Runbooks
Operational procedures for Megadrive. Each runbook covers the trigger, steps, and how to verify resolution.
Deploy & Reload
Standard procedure for pushing code changes to production. Zero-downtime — bots continue running during reload.
Routine deploy (code changes only)
- Pull latest code:
cd /root/megadrive && git pull
- Zero-downtime reload:
pm2 reload ecosystem.config.js --env production
- Verify:
pm2 status # megadrive + litestream both online curl -s localhost:3000/api/health | jq .status
First deploy / after ecosystem.config.js changes
Use pm2 start instead — required any time a new process is added (e.g. litestream sidecar) or the ecosystem file itself changes.
pm2 start ecosystem.config.js --env production
pm2 save # persist process list across reboots
reload performs a zero-downtime rolling restart and re-reads the ecosystem file. restart kills and respawns without re-reading config and doesn't register new processes. Use reload ecosystem.config.js as the default for all deploys.
Start / Stop Bots
Bots are started and stopped via webhook — the process itself keeps running.
Start a bot
curl -X POST https://your-domain/api/webhook \
-H "Content-Type: application/json" \
-d '{
"regime": "CALM",
"signal": "grid,fast_mm",
"exchange": "deribit",
"symbol": "BTC-PERPETUAL",
"name": "hatamoto"
}'
Stop a bot (cancel all orders)
curl -X POST https://your-domain/api/cancel-bot-orders \
-H "Content-Type: application/json" \
-H "Authorization: Bearer YOUR_TOKEN" \
-d '{"name": "hatamoto"}'
Stop all algo loops without cancelling orders
Send a regime-only payload with no signal field. Components keep their orders but stop the algo loop on next webhook.
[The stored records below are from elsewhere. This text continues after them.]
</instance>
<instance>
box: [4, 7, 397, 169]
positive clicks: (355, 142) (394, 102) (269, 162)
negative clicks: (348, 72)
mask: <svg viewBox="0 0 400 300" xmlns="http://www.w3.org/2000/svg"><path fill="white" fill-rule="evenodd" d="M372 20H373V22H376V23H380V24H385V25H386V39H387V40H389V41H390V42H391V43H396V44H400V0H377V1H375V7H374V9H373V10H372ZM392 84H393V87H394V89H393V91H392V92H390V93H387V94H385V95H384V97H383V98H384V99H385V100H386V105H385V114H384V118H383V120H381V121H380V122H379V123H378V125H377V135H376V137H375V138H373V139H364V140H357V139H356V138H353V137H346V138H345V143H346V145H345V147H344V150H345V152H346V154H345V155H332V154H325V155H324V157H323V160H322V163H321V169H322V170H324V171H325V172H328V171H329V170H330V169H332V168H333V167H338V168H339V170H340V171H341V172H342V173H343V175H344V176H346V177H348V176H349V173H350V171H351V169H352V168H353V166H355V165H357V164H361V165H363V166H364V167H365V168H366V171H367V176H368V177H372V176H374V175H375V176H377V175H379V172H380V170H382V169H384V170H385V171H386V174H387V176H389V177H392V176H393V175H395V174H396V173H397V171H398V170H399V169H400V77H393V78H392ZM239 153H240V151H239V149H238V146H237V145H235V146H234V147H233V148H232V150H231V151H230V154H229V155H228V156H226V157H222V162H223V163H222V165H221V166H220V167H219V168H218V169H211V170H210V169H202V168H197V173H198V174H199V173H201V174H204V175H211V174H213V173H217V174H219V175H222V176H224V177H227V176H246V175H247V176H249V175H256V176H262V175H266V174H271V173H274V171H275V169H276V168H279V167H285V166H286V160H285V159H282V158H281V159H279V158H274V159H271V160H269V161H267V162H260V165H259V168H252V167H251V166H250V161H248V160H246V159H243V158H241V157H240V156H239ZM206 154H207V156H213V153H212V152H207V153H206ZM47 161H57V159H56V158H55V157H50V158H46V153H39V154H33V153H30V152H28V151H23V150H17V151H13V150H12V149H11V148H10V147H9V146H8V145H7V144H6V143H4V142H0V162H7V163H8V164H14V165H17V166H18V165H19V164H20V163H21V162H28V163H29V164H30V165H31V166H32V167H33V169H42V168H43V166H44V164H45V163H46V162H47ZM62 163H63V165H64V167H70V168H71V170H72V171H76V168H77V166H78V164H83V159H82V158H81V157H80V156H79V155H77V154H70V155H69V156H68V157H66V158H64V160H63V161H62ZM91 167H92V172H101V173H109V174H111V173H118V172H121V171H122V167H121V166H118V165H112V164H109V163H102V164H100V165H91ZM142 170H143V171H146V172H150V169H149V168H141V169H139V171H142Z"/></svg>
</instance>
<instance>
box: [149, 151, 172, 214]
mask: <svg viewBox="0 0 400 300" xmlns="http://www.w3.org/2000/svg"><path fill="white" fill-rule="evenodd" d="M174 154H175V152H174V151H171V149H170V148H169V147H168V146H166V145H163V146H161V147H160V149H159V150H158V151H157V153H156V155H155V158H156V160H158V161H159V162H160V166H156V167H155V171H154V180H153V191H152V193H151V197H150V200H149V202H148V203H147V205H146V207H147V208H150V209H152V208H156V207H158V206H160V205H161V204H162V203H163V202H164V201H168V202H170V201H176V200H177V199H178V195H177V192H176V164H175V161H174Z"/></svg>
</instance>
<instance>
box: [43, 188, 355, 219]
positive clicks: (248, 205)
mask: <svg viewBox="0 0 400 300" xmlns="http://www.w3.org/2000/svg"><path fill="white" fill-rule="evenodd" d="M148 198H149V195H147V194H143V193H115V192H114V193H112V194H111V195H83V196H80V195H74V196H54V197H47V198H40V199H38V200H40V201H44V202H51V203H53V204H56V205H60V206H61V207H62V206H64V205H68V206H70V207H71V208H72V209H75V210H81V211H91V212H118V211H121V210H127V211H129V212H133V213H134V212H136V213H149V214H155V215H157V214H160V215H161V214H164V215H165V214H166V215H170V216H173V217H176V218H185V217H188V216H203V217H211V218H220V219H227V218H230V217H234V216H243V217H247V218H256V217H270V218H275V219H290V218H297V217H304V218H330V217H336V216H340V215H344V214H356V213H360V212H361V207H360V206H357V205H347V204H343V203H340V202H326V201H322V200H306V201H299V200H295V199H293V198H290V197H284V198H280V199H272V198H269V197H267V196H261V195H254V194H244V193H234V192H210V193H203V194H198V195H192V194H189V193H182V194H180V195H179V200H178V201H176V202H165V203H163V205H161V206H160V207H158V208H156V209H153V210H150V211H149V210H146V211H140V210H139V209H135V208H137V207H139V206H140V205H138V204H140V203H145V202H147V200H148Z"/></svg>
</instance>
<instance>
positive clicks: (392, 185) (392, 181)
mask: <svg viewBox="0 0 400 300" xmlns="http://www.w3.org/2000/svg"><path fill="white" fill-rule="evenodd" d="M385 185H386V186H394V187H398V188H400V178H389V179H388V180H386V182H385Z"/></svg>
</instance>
Cancel all orders from a TradingView alert
Use the cancel_all signal. Cancels every open order on all exchanges and stops all algo loops. Does not change the regime — send a regime update separately if you also want to enter BLACK.
{
"signal": "cancel_all",
"exchange": "deribit",
"symbol": "BTC-PERPETUAL",
"name": "hatamoto"
}
Clean restart — cancel then re-enter in one alert
Comma-separate signals to run them sequentially in a single payload. cancel_all awaits full exchange confirmation before start_bot fires, so new orders are never placed on top of old ones.
{
"regime": "CALM",
"anchorPrice": {{close}},
"signal": "cancel_all,start_bot",
"exchange": "deribit",
"symbol": "BTC-PERPETUAL",
"name": "hatamoto"
}
The regime and anchor are applied first (before any signals run), so the bot starts centred on the bar close. Works for partial restarts too — e.g. "cancel_all,grid,fast_mm" to reset only specific components.
Webhook Signal Reference
All signals are sent as JSON to POST /trade. Multiple signals can be combined as a comma-separated list: "signal": "grid,fast_mm,dip_buyer".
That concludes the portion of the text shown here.